Çünkü ilimlerin; farz ül ayn, farz ül kifaye, mübah ve mezmum olanı vardır.
Müslüman; farz ül ayn olan ilmileri okuyup öğrenmelidir. Öyle ki bu konuda öğrenmesi gerektiği halde öğrenmediği bir şey kalmamalıdır. Çünkü bu konuda eksiği olduğu halde diğer konulara yönelmesi caiz değildir.

Farz ül ayn olan ilmin kaynağı Kur'an ve Sünnettir. Nitekim Bir hadiste ise Rasulullah (sav) şöyle buyurmuştur: 'Size iki şey bırakıyorum. Bunlara uyduğunuz müddetçe asla sapıtmayacaksınız: Allah'ın Kitabı ve Resulünün sünneti. ' (İmam Malik Muvatta, İbrahim Canan, Kutub–i Sitte Tercüme ve Şerhi, Akçağ Yayınları)
O halde Müslüman, Kur'an ve Sünneti öğrenmeye azmetmelidir. Okuduğu kitaplar, Kur'an ve Sünneti öğrenmeye ve anlamaya dönük kitaplar olmalıdır.

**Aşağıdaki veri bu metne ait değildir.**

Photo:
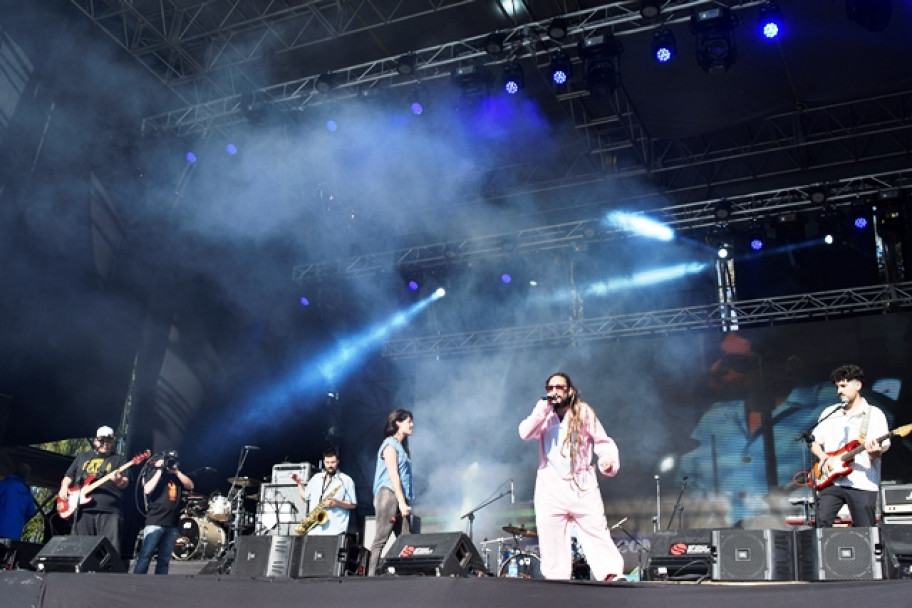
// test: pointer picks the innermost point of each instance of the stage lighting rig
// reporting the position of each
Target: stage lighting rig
(561, 68)
(714, 32)
(557, 29)
(600, 55)
(514, 79)
(664, 45)
(770, 23)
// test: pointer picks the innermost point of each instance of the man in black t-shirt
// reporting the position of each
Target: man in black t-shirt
(163, 484)
(102, 514)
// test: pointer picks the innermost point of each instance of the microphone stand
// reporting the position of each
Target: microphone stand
(677, 509)
(470, 515)
(642, 551)
(812, 481)
(658, 518)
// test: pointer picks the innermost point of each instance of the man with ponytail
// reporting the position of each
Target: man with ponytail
(566, 486)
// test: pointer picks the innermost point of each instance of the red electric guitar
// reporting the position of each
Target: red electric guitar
(80, 495)
(846, 453)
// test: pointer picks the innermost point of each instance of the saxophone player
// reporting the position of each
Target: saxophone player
(330, 490)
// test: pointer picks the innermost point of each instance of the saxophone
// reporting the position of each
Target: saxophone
(318, 516)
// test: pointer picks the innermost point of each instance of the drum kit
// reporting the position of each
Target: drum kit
(513, 559)
(205, 526)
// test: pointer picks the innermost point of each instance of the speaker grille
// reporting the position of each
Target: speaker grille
(840, 554)
(753, 555)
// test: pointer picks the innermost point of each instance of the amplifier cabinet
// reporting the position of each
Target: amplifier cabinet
(826, 554)
(896, 499)
(753, 555)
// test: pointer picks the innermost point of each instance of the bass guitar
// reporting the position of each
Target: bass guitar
(80, 495)
(846, 453)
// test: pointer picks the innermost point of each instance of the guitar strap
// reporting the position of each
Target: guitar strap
(863, 432)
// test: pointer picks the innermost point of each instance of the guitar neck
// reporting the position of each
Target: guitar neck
(107, 477)
(858, 449)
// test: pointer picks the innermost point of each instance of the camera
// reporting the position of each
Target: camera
(170, 460)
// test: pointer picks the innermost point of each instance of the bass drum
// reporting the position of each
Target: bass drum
(521, 565)
(198, 539)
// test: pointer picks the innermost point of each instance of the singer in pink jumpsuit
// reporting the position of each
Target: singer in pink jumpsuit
(566, 487)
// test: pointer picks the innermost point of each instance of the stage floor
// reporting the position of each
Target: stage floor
(26, 589)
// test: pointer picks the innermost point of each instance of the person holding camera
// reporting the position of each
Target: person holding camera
(163, 484)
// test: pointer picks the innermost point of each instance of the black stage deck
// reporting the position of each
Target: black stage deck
(26, 589)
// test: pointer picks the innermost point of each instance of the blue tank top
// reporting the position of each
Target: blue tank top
(381, 475)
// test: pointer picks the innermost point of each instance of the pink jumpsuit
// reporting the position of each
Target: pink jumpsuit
(559, 500)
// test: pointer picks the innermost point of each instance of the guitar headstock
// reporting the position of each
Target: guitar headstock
(903, 431)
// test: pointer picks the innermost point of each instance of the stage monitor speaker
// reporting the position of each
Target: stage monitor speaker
(78, 554)
(325, 555)
(17, 554)
(828, 554)
(753, 555)
(897, 545)
(680, 555)
(442, 554)
(265, 556)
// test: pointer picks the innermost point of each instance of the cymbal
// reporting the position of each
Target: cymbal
(520, 531)
(244, 482)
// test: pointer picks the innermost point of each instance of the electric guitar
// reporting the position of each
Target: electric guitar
(80, 495)
(846, 453)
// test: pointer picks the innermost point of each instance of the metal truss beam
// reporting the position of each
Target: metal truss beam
(220, 111)
(685, 217)
(877, 299)
(200, 49)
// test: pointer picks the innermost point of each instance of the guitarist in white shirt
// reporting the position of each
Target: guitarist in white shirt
(854, 482)
(103, 514)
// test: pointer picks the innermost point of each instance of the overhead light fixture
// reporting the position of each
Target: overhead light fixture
(326, 82)
(872, 15)
(817, 195)
(756, 236)
(860, 214)
(600, 56)
(664, 45)
(650, 9)
(494, 43)
(714, 32)
(770, 21)
(830, 224)
(473, 78)
(561, 68)
(722, 210)
(557, 29)
(406, 64)
(514, 78)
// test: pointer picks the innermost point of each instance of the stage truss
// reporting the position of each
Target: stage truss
(821, 306)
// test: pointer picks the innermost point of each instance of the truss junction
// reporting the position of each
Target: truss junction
(828, 305)
(210, 53)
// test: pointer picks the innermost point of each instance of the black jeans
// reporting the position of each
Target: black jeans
(389, 520)
(862, 505)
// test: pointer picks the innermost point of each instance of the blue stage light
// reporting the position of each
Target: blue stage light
(770, 21)
(664, 45)
(561, 68)
(513, 78)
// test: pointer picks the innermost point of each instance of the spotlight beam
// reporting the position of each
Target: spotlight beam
(332, 366)
(641, 225)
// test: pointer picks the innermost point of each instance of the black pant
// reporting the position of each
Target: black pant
(862, 504)
(109, 525)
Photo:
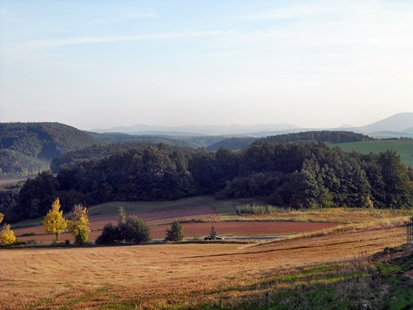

Ancak şunu da ifade etmek gerekir ki; ilim konusunda üç şey önemlidir ve Müslüman bireyin bunlara dikkat etmesi gerekir. Bunlar;
1-İlim, ancak Allah (cc) rızası için öğrenilir. Konuyla ilgili bir hadiste Rasulullah (sav) şöyle buyurmuştur: 'İlmi; Allah rızasından başka gayelerle öğrenen veya ilimle Allah rızasından başka şeyleri isteyen kişi Cehennem'deki yerini hemen hazırlansın. ' (Tirmizi)

2-Elde edilen ilim ile amel edilmelidir. Konuyla ilgili bir hadis şu şekildedir: 'Ne öğrenirseniz öğrenin, amel etmedikçe size fayda vermez' (İbni Abdilber, Cami)

3-Elde edilen ilim gizlenmemeli, başkasına da öğretilmelidir. Bu konuyla ilgili bir hadis te şöyledir: 'Her kime öğrendiği dini ilim sorulursa ve o da çeşitli sebeplerden dolayı o bilgisini gizlerse, kıyamet günü o kimseye ateşten bir gem vurulacaktır. ' (Tirmizi)
Ne mutlu okuyana, okuyup öğrenene, öğrenip yaşayana, yaşayıp tebliğ edene.
Allah'a emanet olun.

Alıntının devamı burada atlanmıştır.